Hadoop MapReduce is a software framework for easily writing applications that process vast amounts of data (multi-terabyte data sets) in parallel on large clusters (thousands of nodes) of commodity hardware in a reliable, fault-tolerant manner. Similar to HDFS, Hadoop MapReduce can also be executed even in commodity hardware and assumes that nodes can fail anytime and still process the job. MapReduce can process a large volume of data in parallel, by dividing a task into independent sub-tasks. Similar to HDFS, MapReduce also has a master-slave architecture.
A MapReduce job usually splits the input dataset into independent chunks which are processed by the map tasks in a completely parallel manner. The framework sorts the outputs of the maps, which are then input to the reduce tasks. Typically both the input and the output of the job are stored in a filesystem.
The input and output, even the intermediary output in a MapReduce job, are in the form of <key, value> pair. Key and Value have to be serializable and do not use the Java serialization package, but have an interface, which has to be implemented, and which can be efficiently serialized, as the data processing has to move from one node to another.
1. Steps in MapReduce Applications
In big data, you want to break a large data set into many smaller pieces and process them in parallel with the same algorithm. With HDFS, the files are already divided into bite-sized pieces. MapReduce helps you in processing all the pieces of this data.

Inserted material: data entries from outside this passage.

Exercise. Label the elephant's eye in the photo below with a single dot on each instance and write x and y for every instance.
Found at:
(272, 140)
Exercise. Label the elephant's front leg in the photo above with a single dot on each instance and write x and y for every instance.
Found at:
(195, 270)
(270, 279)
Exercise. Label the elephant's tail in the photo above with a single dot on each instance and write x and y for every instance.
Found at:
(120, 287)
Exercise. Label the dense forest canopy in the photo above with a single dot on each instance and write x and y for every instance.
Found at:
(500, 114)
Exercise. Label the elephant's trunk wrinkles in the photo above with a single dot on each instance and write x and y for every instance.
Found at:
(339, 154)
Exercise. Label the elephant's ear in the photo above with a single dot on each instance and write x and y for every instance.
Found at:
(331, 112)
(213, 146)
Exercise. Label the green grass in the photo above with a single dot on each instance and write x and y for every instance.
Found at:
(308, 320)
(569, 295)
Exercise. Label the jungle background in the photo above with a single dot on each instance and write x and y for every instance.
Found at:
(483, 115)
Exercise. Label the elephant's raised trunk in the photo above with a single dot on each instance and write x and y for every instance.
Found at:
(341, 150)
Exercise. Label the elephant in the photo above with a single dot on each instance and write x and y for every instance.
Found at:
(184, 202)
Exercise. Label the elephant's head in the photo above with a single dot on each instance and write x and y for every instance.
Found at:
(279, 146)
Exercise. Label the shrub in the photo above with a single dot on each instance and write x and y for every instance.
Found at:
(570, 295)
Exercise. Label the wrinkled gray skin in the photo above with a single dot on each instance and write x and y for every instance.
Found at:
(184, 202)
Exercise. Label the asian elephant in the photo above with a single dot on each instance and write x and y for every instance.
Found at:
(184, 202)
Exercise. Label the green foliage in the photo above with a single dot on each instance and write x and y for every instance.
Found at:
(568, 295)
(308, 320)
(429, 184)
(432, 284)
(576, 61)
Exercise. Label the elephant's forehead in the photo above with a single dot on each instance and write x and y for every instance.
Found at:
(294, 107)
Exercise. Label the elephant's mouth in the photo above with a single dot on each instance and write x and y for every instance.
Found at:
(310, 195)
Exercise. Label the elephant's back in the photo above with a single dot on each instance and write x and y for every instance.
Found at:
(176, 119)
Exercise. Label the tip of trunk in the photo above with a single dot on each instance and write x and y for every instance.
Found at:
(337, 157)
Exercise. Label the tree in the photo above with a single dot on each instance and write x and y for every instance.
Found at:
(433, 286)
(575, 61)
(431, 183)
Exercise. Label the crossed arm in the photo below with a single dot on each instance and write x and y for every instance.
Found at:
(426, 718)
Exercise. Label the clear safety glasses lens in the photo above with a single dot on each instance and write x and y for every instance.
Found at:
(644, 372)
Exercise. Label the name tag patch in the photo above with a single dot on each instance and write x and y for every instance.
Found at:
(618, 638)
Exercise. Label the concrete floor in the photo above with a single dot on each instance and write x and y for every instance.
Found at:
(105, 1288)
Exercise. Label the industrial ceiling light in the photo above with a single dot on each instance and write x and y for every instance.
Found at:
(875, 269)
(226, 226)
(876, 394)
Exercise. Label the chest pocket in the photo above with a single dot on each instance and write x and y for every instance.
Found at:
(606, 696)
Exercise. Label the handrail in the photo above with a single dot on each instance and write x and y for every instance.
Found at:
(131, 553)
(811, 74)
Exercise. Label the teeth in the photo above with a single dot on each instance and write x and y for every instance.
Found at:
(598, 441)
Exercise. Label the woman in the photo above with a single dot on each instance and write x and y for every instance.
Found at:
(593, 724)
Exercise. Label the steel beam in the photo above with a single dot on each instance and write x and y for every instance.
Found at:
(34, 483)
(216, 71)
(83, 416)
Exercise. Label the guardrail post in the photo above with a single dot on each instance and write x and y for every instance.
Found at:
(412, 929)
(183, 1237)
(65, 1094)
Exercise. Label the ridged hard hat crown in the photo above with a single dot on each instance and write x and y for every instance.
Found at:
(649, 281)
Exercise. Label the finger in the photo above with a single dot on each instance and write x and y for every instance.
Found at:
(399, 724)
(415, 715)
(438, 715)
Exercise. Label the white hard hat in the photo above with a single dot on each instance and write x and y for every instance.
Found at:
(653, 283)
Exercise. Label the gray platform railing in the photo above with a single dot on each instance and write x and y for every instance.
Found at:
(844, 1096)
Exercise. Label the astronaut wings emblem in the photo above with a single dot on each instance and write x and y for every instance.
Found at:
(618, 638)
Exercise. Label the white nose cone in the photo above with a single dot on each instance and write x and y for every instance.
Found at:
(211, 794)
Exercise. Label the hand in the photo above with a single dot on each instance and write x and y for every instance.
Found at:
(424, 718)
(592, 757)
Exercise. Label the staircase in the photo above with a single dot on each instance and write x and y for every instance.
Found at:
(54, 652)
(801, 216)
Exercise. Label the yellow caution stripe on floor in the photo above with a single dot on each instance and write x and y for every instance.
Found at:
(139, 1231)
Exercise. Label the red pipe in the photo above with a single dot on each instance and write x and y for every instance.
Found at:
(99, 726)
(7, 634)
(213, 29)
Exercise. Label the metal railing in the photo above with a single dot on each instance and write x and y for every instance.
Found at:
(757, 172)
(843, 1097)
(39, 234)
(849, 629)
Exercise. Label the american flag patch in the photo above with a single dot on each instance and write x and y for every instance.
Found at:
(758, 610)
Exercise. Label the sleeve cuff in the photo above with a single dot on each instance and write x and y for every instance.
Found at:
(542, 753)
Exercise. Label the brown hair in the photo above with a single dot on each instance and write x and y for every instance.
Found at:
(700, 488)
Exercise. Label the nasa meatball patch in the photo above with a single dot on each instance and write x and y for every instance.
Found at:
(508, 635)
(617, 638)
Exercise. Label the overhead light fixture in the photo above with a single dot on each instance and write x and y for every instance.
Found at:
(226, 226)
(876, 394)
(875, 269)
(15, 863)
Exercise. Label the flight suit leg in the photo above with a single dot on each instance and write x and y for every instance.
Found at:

MapReduce jobs are complex and involve multiple steps; some steps are performed by Hadoop with default behavior and can be overridden if needed. The following are the mandatory steps performed in MapReduce in sequence:
In MapReduce, the Mapper code should have a logic, which can be independent of other block data. Mapper logic should leverage all the parallel steps possible in the algorithm. Input to Mapper is set in the Driver program of a particular InputFormat type and file(s) on which the Mapper process has to run. The output of Mapper will be a map <key, value>, key and value set in Mapper output are not saved in HDFS, but an intermediate file is created in the OS space path, and that file is read and shuffled, and sorting takes place.
1.2. Shuffle and sorting (Combine)
Shuffle and sort are intermediate steps in MapReduce between Mapper and Reducer, which is handled by Hadoop and can be overridden if required. The Shuffle process aggregates all the Mapper output by grouping key values of the Mapper output and the value will be appended in a list of values. So, the Shuffle output format will be a map
<key, List<list of values>>.
Reducer is the aggregator process where data after shuffle and sorting, is sent to Reducer where we have <key, List<list of values>>, and Reducer will process the list of values. Each key could be sent to a different Reducer. Reducer can set the value, and that will be consolidated in the final output of a MapReduce job and the value will be saved in HDFS as the final output.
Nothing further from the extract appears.